2

I have an HP DL380p Gen8 running Ubuntu 14.04 and apparently it's been having some trouble with its RAID10 filesystem for almost a month, despite everything seeming to be okay otherwise. I'm seeing a lot of these messages in dmesg/syslog/etc. though the hex values in the Read lines do vary a bit.

Nov 18 08:09:25 server03 kernel: sd 2:0:0:1: [sdb]  
Nov 18 08:09:25 server03 kernel: Result: hostbyte=DID_OK driverbyte=DRIVER_SENSE
Nov 18 08:09:25 server03 kernel: sd 2:0:0:1: [sdb]  
Nov 18 08:09:25 server03 kernel: Sense Key : Medium Error [current] 
Nov 18 08:09:25 server03 kernel: sd 2:0:0:1: [sdb]  
Nov 18 08:09:25 server03 kernel: Add. Sense: Unrecovered read error
Nov 18 08:09:25 server03 kernel: sd 2:0:0:1: [sdb] CDB: 
Nov 18 08:09:25 server03 kernel: Read(16): 88 00 00 00 00 03 f8 48 f5 38 00 00 00 80 00 00

The iLO and hpssacli both report all disks are fine and the filesystem is not read-only. The /dev/sdb device is a RAID10 using the server's RAID controller, consisting of 20 x 900 GB disks.

This is a production server and while I've rebooted it once to try to clear this up, I'm reluctant to try an fsck without trying to determine what these messages mean when there are no other apparent issues.

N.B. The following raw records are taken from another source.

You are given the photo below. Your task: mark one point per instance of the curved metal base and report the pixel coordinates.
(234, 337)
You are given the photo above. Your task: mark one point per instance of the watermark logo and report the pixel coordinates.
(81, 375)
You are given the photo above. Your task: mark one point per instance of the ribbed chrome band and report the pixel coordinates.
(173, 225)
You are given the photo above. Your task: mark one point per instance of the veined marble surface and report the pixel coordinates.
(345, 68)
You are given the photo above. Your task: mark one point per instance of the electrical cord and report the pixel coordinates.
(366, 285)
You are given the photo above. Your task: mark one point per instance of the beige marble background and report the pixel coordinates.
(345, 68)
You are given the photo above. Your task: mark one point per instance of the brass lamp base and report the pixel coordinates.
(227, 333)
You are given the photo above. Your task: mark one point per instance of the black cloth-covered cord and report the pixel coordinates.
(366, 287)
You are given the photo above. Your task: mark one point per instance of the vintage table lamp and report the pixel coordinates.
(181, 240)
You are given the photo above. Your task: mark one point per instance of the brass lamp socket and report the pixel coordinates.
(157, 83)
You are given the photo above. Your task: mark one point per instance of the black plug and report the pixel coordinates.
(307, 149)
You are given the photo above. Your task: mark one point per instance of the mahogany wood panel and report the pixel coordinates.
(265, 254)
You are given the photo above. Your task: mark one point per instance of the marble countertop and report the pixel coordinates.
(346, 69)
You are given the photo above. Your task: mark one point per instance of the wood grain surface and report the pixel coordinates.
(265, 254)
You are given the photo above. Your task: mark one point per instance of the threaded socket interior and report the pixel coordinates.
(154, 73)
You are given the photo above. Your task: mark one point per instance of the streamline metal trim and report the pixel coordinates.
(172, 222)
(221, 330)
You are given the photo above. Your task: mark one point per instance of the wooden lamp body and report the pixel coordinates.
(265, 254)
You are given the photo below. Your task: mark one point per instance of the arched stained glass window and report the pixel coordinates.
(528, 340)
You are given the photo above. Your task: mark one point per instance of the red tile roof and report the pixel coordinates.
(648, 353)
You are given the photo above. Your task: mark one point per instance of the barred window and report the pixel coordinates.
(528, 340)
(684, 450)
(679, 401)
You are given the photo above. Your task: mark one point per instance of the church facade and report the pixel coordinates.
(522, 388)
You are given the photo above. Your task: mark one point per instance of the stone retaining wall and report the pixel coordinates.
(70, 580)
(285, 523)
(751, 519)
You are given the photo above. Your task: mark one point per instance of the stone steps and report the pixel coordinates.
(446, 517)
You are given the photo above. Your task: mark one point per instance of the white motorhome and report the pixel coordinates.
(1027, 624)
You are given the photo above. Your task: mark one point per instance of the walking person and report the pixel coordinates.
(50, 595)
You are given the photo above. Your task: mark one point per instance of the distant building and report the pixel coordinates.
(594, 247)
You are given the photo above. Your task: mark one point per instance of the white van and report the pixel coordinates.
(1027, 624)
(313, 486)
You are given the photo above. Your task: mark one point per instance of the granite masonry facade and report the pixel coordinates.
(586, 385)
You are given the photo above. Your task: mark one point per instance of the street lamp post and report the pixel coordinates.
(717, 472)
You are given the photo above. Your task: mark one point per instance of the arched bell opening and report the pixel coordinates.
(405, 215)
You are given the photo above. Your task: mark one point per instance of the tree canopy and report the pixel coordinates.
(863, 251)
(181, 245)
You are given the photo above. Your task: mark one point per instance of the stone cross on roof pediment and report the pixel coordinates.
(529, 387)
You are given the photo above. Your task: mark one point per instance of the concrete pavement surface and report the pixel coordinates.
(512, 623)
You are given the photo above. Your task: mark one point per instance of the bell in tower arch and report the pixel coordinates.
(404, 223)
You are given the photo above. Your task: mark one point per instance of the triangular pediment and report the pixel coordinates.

So, any thoughts on what might be wrong here?

  • 5
    That disk is plainly _not_ fine. – Michael Hampton Dec 14 '15 at 21:51
  • Something is wrong, certainly, but so far everything I've looked at indicates nothing is wrong from a hardware perspective. I'll update the post with the RAID disk layout. Looking for other suggestions to narrow down the problem, whether it may be in the RAID itself or one of the disks and the controller just can't detect it for some reason. –  Dec 14 '15 at 22:01

2 Answers2

2

Okay, I'll answer with the normal troubleshooting techniques, but here's my disclaimer:

  • I really don't advocate running Ubuntu on bare metal hardware; especially HP ProLiant systems.
  • The support ecosystem is just not there for Ubuntu when it comes to HP systems, drivers, monitoring and value-add software.
  • The HP firmware packages are not built for Ubuntu, so god knows what firmware revisions you're running on.
  • Ubuntu tends to introduce some quirky bugs that I never see with more commercial Linux distributions.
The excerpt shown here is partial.